Whitewater Creek Inc., of Hayden, Idaho, and the nonprofit Spokane Housing Ventures are working together on a $27 million deal to buy the struggling retirement complex, located at 4827 S. Palouse Highway, and to develop 180 additional units of rental housing there for families and seniors, some of which would be low-income units. They originally had sought $11.3 million in revenue bonds from the commission.
Todd Prescott, president of Whitewater Creek, declined to comment on the closing or project timeline, but Helen Stevenson, manager of acquisition and development for Spokane Housing Ventures, says the partners are very close to securing the needed funding for the first piece of that development, a planned 120-unit multifamily affordable housing project. Sixty additional senior-living units would be added later.

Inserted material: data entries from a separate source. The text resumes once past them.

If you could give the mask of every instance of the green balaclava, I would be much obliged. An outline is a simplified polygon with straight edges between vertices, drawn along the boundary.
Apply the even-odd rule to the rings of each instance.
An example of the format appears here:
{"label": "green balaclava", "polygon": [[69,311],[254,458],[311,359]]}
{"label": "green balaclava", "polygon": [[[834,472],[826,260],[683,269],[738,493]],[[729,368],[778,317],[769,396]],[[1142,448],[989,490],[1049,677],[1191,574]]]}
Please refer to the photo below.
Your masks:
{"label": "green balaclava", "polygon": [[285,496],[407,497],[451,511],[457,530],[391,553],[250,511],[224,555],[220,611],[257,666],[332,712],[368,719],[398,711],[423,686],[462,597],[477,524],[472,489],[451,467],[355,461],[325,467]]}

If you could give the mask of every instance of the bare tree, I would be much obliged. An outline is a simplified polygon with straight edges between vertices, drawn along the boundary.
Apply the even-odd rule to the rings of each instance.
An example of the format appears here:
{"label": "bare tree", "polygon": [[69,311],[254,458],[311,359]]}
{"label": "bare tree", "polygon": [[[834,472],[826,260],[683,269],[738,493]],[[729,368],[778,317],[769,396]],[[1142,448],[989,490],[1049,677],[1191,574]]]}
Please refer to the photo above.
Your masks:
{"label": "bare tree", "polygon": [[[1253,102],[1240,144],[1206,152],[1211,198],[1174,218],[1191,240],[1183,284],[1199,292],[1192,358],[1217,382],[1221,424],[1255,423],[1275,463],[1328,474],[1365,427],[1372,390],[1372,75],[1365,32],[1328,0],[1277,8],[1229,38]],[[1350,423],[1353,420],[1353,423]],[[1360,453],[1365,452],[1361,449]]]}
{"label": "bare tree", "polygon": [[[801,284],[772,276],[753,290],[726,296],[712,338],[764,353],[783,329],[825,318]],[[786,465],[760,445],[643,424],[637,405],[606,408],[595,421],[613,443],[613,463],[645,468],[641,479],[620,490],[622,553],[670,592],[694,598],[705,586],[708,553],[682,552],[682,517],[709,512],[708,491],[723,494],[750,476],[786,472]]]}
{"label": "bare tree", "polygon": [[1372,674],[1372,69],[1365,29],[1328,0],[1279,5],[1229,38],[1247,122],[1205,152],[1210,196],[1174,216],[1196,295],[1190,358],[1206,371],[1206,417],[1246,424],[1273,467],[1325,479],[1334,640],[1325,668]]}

Funding for the multifamily apartment project would include the revenue bonds plus low-income tax credits, says Tia Peycheff, director of capital projects for the Housing Finance Commission. The state Department of Commerce's housing division has requested a release of tax credit assistance program funds from the U.S. Department of Housing and Urban Development on or about Dec. 2 for the project. Stevenson says those monies are expected to be around $500,000.
Peycheff says that if the revenue bonds can be issued by Dec. 31, the project also could involve a new program the Housing Finance Commission is administering. In that program, the U.S. Treasury would likely buy some or all of the bonds issued for the project with federal stimulus money. Peycheff says the Housing Finance Commission has requested an allocation under that program for the Clare House multifamily project.
Peycheff says that if the Dec. 31 deadline isn't met, the bonds would be sold through normal channels.
The commission doesn't typically pass a resolution to issue the tax-exempt bonds unless a project has a "high certainty" of moving forward, Peycheff says.
Spokane businessman Harry Green, who developed the retirement complex, originally had planned a multiphase, 418-unit campus on 18 acres along the Palouse Highway, just southeast of the Southgate commercial district. The first phase of that project included construction of the Clare House apartment building, as well as a community building and other amenities. The second phase of work included the construction of about two dozen bungalow units, which are owned by a separate company named Clare House Bungalow Homes LLC.
More than a year ago, the properties fell into foreclosure. Several times, scheduled trustees' sales that would have involved pieces of the development separately have been stayed by court actions as Green has sought to sell them as a whole to preserve their value. Trustees' sales were blocked again when Clare House LLC and Clare House Bungalow Homes LLC filed for bankruptcy in August.